Nicholson addressed that concern with a humorous “he said/he said” scenario between technicians and owners. While a technician might say, “There wasn’t enough work to keep me busy,” the previous employer would explain, “He could never get out of bed.”
Nicholson said owners fall into desperate contracting. “We put on rose-colored glasses about a candidate because we’re in such desperate need of help that we don’t want to verify what the technician says,” he said. “We believe the technician because we assume we’re either a better manager or a better company.
“We hire them on the spot, and when we do, we’re caught in the retread technician trap. When we see the bad habits, we release that technician, and we’ve fallen right into the ‘catch and release’ labor pool. We catch a retread technician and then release him back into the pool.”
He noted that the technician labor pool is very small and shallow today, and the chances of finding a successful technician there are very slim. To solve the problem, Nicholson suggested contractors look in the larger ocean of honest, drug-free, loyal people with great attitudes outside the industry.
THE SECRETS OF THE REPLACEMENT ALL-STARSThe Sept. 11, 2006, issue of The NEWS featured the top 22 residential replacement companies in North America. Of those 22, Nicholson noted that nine contractors are AirTime 500 members. Those All-Stars shared their insights and wisdom on how they became dominant replacement companies in a special panel discussion at the expo.
The discussion brought to light the various ways to succeed in the HVAC industry. For instance, Troy Rainsberg of Horizon Services in Wilmington, Del., said his company has grown from $1.3 million in revenue 11 years ago to finishing last year at over $23 million in revenue, relying solely on salespeople for their replacement sales. Contrast that with Gary Weeks of Weeks Service Co., League City, Texas, who relies on his technicians for sales. And there are others who use a combination of both.
Each unanimously agreed that it’s not your method of operation but your execution of that method that will determine your success.
Regarding marketing, All-Star Leland Smith of Service Champions in Yorba Linda, Calif., said, “I am the most boring marketer you’ll ever see.” Smith started his business in March of 2000 and just completed 2006 with over $12 million in revenue. To do it, he used the same two marketing pieces John Young introduced over 15 years ago.
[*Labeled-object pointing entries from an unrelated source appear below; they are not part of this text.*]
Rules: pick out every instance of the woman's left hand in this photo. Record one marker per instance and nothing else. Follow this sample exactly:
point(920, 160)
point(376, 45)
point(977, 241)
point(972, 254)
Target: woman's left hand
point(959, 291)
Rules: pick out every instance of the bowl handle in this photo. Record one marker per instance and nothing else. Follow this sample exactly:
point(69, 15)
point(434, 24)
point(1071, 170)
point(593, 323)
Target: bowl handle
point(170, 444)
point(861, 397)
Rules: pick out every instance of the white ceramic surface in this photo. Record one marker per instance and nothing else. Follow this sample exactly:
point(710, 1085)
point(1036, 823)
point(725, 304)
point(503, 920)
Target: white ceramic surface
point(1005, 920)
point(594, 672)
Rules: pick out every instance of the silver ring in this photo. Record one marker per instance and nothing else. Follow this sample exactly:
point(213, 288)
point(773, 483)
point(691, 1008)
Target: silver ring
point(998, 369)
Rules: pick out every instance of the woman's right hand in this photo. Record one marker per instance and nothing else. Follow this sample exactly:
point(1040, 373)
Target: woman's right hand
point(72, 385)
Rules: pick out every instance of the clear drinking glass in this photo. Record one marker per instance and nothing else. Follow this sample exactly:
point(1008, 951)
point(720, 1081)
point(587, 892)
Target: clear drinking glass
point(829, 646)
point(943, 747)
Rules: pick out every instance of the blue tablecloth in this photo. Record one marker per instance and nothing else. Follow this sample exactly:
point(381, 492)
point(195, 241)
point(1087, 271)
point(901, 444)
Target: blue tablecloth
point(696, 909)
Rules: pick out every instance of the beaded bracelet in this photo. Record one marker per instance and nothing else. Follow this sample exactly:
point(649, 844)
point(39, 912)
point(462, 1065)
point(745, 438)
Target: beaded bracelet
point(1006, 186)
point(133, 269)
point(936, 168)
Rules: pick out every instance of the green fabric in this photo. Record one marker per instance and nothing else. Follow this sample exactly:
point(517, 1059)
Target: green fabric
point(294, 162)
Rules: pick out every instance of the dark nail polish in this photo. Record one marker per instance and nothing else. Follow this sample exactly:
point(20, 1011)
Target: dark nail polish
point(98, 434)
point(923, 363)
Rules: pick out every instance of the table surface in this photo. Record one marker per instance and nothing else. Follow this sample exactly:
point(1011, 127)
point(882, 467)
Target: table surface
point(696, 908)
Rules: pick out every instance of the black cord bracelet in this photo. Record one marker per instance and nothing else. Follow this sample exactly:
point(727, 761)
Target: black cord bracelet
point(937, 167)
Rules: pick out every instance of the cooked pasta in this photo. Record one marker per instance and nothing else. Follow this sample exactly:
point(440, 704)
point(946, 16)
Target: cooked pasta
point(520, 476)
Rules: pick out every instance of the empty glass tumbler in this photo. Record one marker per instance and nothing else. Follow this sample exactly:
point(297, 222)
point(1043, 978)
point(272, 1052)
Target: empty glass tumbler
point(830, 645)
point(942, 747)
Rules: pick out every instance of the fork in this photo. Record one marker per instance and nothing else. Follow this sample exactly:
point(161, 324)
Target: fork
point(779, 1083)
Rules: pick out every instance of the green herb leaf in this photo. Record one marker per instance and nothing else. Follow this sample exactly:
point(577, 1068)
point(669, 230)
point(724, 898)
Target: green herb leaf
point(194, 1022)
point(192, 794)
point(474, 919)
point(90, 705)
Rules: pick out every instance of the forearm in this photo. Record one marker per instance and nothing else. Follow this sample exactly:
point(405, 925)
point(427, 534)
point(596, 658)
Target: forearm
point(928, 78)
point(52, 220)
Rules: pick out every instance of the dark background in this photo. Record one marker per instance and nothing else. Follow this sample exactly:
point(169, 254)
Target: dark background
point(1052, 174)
He said he simply executes on his plan and does it extremely well.
Contrast that with Brett Hobson of Comfort Experts in Weatherford, Texas, who always experiments with marketing and tries new pieces. He said that often the pieces he expects to get results get no response while the others he is nearly embarrassed to mail out get the best results. Hobson insists that it’s always best to test your marketing.
Nicholson said, “It’s an honor to be able to serve the most successful contractors in the industry. Success Group International is the world’s largest and foremost success school for contractors, and part of the reason why is the outstanding members on our brain-trust team such as these All-Stars. With their help, we continue to share ideas on maintaining a competitive advantage and create cutting-edge information that keeps them leading the field.”